Rikku was not in the mood for explanations. “Just don’t let it happen again, Ross.”

Roster looked a little insulted. “It won’t!” he protested. “You know that! I don’t take on anything I can’t handle. I would’ve had everything under control if my power source” – he shot a glare at Haunte – “wasn’t mysteriously glued to my ceiling by person or persons unknown.”

Haunte brushed crumbs off his furry muzzle with great dignity.

“I’ve had enough,” said Rikku, in great frustration. “I’m going back to bed.” She got up, somehow managing to slam her chair, and stormed down the stairs into the basement.

 

*

 

When she woke, the house was silent.

No plesant background sound of Tesuri and Myotis bickering over breakfast. No errand-runner dashing through the door to tell excitedly of her exploits in distant Scria.

The creak of the stairs sounded very loud in the emptiness. Rikku ascended more slowly than was her custom, gripping the rail so tightly her knuckles turned white.

No Haunte in the kitchen.

No Sii in the lounge.

No Ross in the attic.

“This is beginning to sound horribly like a game of Cluedo,” she said, trying to inject false cheer into her voice. “‘Rikku in the kitchen with a frying pan’.” She sighed. “Talking to herself.”

 Well, she wasn’t the kind to sit around moping all day. A check of her profile showed none of her employees in the module. And there was only one thing that could mean.

“Graveyard,” she growled, and got to her feet purposefully.

It was a long walk across rugged terrain, but Reiflem was her favourite planet, and it was second nature to sidestep the fissures, dodge the geysers and steer clear of any area which smelled strongly of sulphur. Eventually, she was there: the Graveyard, with its rich dirt, uncharacteristic of Reiflem, and the tidy little rows of tombstones. Some of them had names; some, the older, were blank. A tree that looked at least as dead as any of the creatu dipped its black-leafed branches in some unfelt breeze. An eerie mist dampened her skin and made her shiver. If she strained, she could almost hear whispers

All in all, it was incredibly chilling. But the creepy effect was utterly ruined when a fluffy pink unicorn appeared in front of her.

 “Hello Dear,” it said, smiling sweetly, “it seems that you have come looking for a lost soul—”

“Too right I have!” yelled Rikku.

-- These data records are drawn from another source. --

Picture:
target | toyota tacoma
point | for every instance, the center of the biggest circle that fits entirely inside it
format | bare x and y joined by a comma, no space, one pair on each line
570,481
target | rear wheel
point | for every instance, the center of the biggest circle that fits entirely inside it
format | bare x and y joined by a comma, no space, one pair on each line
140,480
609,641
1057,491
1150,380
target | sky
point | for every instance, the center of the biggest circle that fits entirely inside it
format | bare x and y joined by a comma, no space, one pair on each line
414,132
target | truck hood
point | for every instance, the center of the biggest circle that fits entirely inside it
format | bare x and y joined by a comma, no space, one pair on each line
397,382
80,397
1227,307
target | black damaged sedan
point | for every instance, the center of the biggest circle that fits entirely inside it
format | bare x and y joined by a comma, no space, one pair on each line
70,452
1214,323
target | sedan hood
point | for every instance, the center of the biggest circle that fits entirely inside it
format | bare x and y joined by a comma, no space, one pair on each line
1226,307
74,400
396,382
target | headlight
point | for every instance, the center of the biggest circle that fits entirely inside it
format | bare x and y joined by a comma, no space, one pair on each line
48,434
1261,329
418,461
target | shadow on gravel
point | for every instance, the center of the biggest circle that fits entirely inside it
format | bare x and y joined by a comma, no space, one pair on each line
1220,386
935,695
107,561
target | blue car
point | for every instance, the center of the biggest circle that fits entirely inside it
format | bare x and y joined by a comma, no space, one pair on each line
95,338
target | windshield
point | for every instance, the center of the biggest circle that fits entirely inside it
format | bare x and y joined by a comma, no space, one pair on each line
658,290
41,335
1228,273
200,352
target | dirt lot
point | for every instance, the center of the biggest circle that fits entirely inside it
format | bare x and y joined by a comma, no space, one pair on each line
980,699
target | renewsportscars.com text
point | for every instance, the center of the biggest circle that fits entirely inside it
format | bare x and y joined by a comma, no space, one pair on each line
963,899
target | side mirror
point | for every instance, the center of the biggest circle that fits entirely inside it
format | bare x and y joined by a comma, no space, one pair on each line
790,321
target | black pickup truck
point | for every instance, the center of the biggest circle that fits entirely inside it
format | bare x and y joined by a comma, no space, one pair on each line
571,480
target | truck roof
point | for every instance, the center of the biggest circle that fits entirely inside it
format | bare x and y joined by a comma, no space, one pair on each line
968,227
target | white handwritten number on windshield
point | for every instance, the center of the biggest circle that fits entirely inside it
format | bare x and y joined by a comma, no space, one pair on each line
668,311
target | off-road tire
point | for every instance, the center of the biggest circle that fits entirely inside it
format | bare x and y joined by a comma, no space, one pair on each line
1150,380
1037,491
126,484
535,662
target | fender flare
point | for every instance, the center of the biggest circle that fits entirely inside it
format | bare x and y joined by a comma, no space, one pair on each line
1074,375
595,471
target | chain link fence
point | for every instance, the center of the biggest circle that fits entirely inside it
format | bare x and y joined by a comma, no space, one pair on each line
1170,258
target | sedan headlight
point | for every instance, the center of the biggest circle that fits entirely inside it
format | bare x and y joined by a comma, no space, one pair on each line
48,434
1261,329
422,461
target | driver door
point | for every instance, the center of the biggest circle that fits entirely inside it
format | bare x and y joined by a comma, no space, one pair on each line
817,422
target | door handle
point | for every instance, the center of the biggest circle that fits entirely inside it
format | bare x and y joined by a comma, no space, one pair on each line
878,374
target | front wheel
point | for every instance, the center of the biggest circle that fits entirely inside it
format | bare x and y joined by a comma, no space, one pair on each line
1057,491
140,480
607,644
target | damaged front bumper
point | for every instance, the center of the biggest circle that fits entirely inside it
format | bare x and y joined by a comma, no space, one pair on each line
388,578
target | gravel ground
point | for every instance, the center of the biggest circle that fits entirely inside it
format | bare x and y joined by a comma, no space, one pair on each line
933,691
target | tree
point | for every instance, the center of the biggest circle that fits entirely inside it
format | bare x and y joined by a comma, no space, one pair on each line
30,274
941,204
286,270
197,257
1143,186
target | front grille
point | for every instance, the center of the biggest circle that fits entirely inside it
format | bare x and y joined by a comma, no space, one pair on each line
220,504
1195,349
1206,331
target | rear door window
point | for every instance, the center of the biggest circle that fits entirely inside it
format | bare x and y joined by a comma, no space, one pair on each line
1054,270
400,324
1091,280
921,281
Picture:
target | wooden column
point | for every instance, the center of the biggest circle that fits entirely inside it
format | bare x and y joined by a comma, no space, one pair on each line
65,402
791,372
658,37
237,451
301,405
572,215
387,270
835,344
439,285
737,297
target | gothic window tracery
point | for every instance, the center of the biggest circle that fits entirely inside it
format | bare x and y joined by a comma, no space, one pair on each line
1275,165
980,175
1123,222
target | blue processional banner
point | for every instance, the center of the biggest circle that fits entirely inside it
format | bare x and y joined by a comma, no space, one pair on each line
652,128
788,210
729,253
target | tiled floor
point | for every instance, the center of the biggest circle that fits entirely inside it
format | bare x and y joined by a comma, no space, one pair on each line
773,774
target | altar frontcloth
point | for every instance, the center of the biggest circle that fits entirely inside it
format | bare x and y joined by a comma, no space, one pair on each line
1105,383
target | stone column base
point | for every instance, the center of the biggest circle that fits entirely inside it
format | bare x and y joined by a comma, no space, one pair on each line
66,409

She paused. “And why in Otroe’s name did you just give ‘dear’ a capital ‘D’?”

The unicorn blinked. “… Is that relevant?”

“Yes,” Rikku said. “Because, personally, I would love to add bad grammar to your already lengthy list of crimes.”

“I don’t know what you’re talking about,” said the unicorn, too quickly.

Rikku snorted. “Of course you wouldn’t,” she said sarcastically. “I don’t suppose you’d know who I am, either? Let me inform you. I’m Rikku, and I’m a real necromancer. And I’ve ignored the goings-on here because I didn’t want to seem intrusive, but it stops, here and now. You’ve gone too far this time, ‘Quest Giver’. If that is your real name.”

Quest Giver took a step backward. “Get out,” it said sharply. “You’re not welcome here. The … um, the, the spirits don’t like you. Yes.”

Rikku smirked. “You’ve gone too far,” she repeated, her voice dangerously quiet. “Not my employees. Not them. I won’t let you steal their names. I can see why you’d want me out of business; I’m a rival competitor. But leave them out of it. They have nothing to do with this.”

“They’re your employees,” the unicorn pointed out mildly. “I’d say they have everything to do with your business.”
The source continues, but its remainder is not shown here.